Not 99.9%. Not 99.99%. Not even 99.999%. One hundred. Because “almost always correct” is a phrase we are not willing to set beside a customer’s customs declaration. The AI does the heavy lifting at machine speed; the human guarantees the outcome. That pairing is the only configuration we are willing to call delivered.

Why this changes the game for the whole industry

For decades, trade compliance has been forced to pick one of two bad options. Slow and safe: armies of experts classifying by hand, accurate but expensive and impossible to scale to a catalog of fifty thousand SKUs. Or fast and risky: crude keyword tools and stale code lists that move quickly and quietly seed errors that surface years later in an audit.

=TWHSHINT collapses that trade-off. It is fast like a machine and structured like an expert – edition-current, GRI-grounded, calibrated about its own confidence, and contained enough that even its rare misses stay inside the right heading. It runs natively in the spreadsheet your team already uses, scales to an entire catalog in a single column, and – crucially – it is verifiable: you can audit it exactly the way we just did. When the bottleneck of global trade becomes 20× cheaper to move through without loosening the compliance standard, the economics of an entire industry shift. That’s not a feature. That’s a new baseline.

Don’t trust us. Test us.

One last piece of honesty: we ran this audit ourselves. It’s an internal review – our engine, our methodology, our hands on the wheel.
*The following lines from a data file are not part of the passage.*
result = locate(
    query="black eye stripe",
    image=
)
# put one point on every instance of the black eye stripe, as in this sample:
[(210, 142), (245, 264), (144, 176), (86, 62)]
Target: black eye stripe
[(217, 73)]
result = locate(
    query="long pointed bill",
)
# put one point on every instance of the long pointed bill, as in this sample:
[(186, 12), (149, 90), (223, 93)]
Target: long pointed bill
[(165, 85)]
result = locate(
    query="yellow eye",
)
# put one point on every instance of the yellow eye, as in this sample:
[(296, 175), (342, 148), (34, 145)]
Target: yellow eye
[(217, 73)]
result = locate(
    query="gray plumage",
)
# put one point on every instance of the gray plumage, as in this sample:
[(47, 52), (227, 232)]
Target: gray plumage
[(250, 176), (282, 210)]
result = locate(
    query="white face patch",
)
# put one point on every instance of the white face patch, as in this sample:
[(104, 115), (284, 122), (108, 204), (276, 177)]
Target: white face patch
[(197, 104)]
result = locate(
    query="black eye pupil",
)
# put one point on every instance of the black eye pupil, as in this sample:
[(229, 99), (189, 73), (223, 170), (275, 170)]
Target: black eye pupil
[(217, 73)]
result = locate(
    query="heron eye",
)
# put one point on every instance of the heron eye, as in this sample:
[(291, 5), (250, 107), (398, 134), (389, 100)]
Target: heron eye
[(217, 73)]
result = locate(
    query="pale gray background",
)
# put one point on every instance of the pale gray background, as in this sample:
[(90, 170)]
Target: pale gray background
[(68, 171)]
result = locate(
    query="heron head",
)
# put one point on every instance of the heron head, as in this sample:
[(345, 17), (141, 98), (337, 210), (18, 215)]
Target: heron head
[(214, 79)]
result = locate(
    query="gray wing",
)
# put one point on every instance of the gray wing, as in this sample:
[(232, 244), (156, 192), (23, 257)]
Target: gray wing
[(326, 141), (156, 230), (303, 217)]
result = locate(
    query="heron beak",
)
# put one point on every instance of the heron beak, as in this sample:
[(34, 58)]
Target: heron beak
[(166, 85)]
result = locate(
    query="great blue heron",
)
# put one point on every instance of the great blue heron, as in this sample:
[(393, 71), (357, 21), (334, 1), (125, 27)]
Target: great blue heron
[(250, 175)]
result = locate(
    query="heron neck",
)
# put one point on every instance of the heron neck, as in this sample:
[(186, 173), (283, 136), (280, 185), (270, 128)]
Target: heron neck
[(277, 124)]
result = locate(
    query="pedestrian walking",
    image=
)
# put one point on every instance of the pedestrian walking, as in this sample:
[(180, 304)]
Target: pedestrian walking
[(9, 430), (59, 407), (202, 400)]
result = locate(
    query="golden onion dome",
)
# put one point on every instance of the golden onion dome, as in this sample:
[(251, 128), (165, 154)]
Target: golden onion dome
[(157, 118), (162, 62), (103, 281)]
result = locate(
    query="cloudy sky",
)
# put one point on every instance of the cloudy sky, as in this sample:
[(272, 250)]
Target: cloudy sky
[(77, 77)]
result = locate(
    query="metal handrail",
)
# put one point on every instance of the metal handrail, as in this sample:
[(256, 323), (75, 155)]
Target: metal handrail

We were careful, we classified independently of the engine’s output, and every figure recomputes straight from the raw data we’re handing you. But we’re the home team grading our own exam, and you’d be entirely right to keep one eyebrow raised.

Good. Keep it there – then settle it the honest way.

Drop a column of your products into =TWHSHINT and run the exact audit we ran, on your own catalog, against your own known-good codes. Watch how often the right answer is already in the hint. Time how much faster your team moves. Find your own 1.6% before it ever costs you a clearance – that is the entire point of a hint you can verify.

We are not asking you to believe a percentage. We are handing you the red pen.